Wyoming U.S. Sen. Enzi late on property taxes, too

2013-08-06T20:01:00Z 2013-08-07T06:15:04Z Wyoming U.S. Sen. Enzi late on property taxes, tooBy KYLE ROERINK Casper Star-Tribune The Billings Gazette
August 06, 2013 8:01 pm  • 

CASPER, Wyo. — Wyoming Sen. Mike Enzi made three delinquent property tax payments in Wyoming as a U.S. senator, according to records from the Campbell County Assessor’s Office.

Enzi began the first of his three terms as a U.S. senator in 1996 after serving as Gillette mayor and a state legislator. County records show that he and his wife, Diana, were late on property tax payments on his currently assessed $211,658 Gillette home in 1999, 2000 and 2008. Enzi’s property tax payment history surfaced a week after The Associated Press uncovered the delinquent property tax records of the $1.6 million Teton County home owned by Liz Cheney, Enzi’s challenger for the 2014 Republican primary.

“Senator Enzi and Diana have been paying property taxes in Wyoming for 40 years; if they were ever late on a payment, they paid the bill in full with interest,” said Coy Knobel, communications director for Enzi.

Enzi was more than two months late on paying the first half of his property taxes in 1999, accruing a $13.39 interest fee. He paid the year’s worth of taxes all at once on Jan. 28, 2000.

He was nearly three months delinquent on the second payment for his 2000 property taxes and was charged $15.90 in interest, paying the fee Aug. 8, 2001.

From 2001 to 2007 the senator paid in advance, but he was late by 15 days in 2008 and had to pay $4.87 in interest.

Campbell County residents are frequently delinquent, said County Treasurer Shirley Study.

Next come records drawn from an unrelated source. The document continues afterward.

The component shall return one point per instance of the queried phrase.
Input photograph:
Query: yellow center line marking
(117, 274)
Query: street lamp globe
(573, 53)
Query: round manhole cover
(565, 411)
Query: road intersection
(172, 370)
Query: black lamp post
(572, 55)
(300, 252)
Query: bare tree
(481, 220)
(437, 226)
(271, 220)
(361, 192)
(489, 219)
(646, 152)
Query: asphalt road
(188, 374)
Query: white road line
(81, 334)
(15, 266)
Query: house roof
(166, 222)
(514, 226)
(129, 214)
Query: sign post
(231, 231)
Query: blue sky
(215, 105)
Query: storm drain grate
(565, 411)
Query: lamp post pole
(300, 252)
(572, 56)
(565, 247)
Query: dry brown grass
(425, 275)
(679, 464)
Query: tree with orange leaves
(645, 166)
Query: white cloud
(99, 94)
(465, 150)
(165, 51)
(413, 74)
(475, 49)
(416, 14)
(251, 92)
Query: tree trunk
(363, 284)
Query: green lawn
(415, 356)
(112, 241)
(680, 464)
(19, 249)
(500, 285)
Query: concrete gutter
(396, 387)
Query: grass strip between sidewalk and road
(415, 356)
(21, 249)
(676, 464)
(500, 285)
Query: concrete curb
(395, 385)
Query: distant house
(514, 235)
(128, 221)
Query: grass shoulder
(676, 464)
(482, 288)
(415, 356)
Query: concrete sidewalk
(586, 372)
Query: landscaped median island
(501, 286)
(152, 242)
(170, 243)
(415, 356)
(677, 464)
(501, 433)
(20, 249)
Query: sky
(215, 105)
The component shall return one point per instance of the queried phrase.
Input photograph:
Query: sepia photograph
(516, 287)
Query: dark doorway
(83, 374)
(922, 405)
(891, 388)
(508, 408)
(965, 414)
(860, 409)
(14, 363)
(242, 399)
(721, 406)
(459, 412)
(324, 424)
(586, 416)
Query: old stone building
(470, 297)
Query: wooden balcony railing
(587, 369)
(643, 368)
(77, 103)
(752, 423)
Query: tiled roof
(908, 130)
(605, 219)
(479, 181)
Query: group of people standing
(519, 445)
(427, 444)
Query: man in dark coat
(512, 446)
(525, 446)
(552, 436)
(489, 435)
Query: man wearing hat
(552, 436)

“It happens a lot,” she said.

In mid-July there were more than 1,000 delinquent payments in the county, Study said. That number dropped to 495 this month, she said.

Property tax notices are issued to Campbell County residents once a year. Residents have the option of splitting the fee into two payments per year: the first by Nov. 10 and the second by May 10 of the following year. If residents fail to make the November deadline but pay in full by Dec. 31, they are charged no interest.

Enzi has paid more than $24,000 in property taxes to the county since 1983 — the first year electronic records are available on the assessor’s website.

Cheney was more than two months late on paying the property taxes on her home in Teton County for the first half of 2012. The Associated Press reported that Cheney was late because she thought the seller was obligated to pay the taxes, but the money was deducted in the sale of the house when the deal closed on May 23, 2012.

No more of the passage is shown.